Recently I read about the heroic acts of Morrish and Fletcher following President Roosevelt’s Executive Order 9066 which removed over 100,000 people of Japanese descent to isolated camps. 70,000 of those were U.S. citizens and some had family members serving in the armed forces, like Daniel Ken Inouye who was awarded the Medal of Honor and became a United States Senator. The following is an example of the posters placed across Pacific Coast states, this one on May 3, 1942, in Redwood City, California: “All persons of Japanese ancestry, both alien and non-alien, will be evacuated from the above area by 12 o’clock noon, P. W. T., Saturday May 9, 1942.” Families had little time to settle affairs such as selling automobiles, securing homes, and managing their businesses, and it is estimated that $1 to $3 billion was lost by families during this forced removal. However, some families had allies to turn to for help. Bankers such as Merle Carden in Hayward, California, Louis Lopes in Watsonville, California, and J. Elmer Morrish, the vice president of the First National Bank of San Mateo County, acted heroically to help their removed neighbors: They managed bank accounts, helped with taxes, and managed property. Fletcher, the Sacramento, California Agriculture inspector quit his job and he and his wife cared for for the fruit farms of Japanese families during World War II. Heroes all.

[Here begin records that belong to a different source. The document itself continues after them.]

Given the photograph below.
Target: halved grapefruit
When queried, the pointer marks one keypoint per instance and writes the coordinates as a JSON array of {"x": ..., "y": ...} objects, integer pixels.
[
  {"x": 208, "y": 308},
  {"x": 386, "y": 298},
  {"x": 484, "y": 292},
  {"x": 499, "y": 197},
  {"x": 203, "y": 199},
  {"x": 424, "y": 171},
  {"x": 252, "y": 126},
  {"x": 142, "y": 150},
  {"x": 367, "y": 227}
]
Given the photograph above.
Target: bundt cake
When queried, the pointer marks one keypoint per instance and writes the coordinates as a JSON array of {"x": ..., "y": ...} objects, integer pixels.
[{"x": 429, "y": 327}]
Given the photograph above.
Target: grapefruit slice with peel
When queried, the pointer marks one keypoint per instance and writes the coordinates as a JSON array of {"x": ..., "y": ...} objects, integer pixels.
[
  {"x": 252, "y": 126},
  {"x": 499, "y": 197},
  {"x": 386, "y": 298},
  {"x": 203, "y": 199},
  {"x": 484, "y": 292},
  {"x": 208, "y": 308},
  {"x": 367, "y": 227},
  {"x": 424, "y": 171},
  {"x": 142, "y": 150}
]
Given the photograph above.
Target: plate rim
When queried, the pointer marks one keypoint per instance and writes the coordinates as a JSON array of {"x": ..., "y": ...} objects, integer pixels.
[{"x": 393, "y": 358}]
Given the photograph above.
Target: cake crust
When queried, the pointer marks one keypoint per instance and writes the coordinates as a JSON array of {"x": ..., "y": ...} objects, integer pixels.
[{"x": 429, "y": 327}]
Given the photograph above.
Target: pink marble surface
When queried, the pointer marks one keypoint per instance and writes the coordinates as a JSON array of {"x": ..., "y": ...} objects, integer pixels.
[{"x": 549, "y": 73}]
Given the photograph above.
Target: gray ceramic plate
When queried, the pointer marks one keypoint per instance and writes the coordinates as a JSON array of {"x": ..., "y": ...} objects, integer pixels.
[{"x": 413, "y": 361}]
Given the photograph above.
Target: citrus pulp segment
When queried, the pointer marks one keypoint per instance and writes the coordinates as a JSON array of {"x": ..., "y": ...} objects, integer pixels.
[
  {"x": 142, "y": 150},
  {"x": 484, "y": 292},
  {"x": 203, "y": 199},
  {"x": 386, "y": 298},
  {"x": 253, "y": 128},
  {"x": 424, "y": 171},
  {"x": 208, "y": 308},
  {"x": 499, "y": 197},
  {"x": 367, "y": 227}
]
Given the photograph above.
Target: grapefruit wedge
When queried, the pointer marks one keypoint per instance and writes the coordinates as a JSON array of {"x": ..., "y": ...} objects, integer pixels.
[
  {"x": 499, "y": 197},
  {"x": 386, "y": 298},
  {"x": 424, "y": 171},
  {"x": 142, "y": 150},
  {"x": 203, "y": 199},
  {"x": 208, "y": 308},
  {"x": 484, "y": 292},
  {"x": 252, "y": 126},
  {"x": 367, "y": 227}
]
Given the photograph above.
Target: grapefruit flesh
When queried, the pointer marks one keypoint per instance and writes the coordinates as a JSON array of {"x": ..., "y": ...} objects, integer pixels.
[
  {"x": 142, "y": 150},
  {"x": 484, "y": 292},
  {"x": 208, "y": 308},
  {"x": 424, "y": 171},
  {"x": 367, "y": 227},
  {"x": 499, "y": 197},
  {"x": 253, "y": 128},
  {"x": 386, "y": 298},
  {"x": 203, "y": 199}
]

But what school-age child will read of their courageous acts? What school-age child will read of how these citizens stepped up to do the right thing? What school-age child will learn about them and use their lives as models of right living?
Few I fear will, if any, because of political pressure to sanitize much of the history taught in our public schools. To fully appreciate the courage and humanity of such folks as Fletcher and Morrish, we would have to see them in the light of Executive Order 9066, which would shine light on a dismal period of American history—one so grim that under President Reagan every surviving Japanese internee was paid $20,000. Sadly, according to the wishes of some parents and politicians, that episode of ours cannot be taught and each child slighted would miss out on learning about such heroic folks as Morrish, Carden, Lopes, and the Fletchers. In fact, could the awe-inspiring story of Floyd and Glenn Cunningham’s horrible accident be taught in today’s elementary grades? Or would some mother for her own liberty object because the story is too horrific and may cause feelings of disquiet. But as Cunningham wrote later, he was forged in fire, and out of fire comes strong mettle.
To teach about and read about such lives is to model as best we can life as it should be lived. To do less is to cheat our children.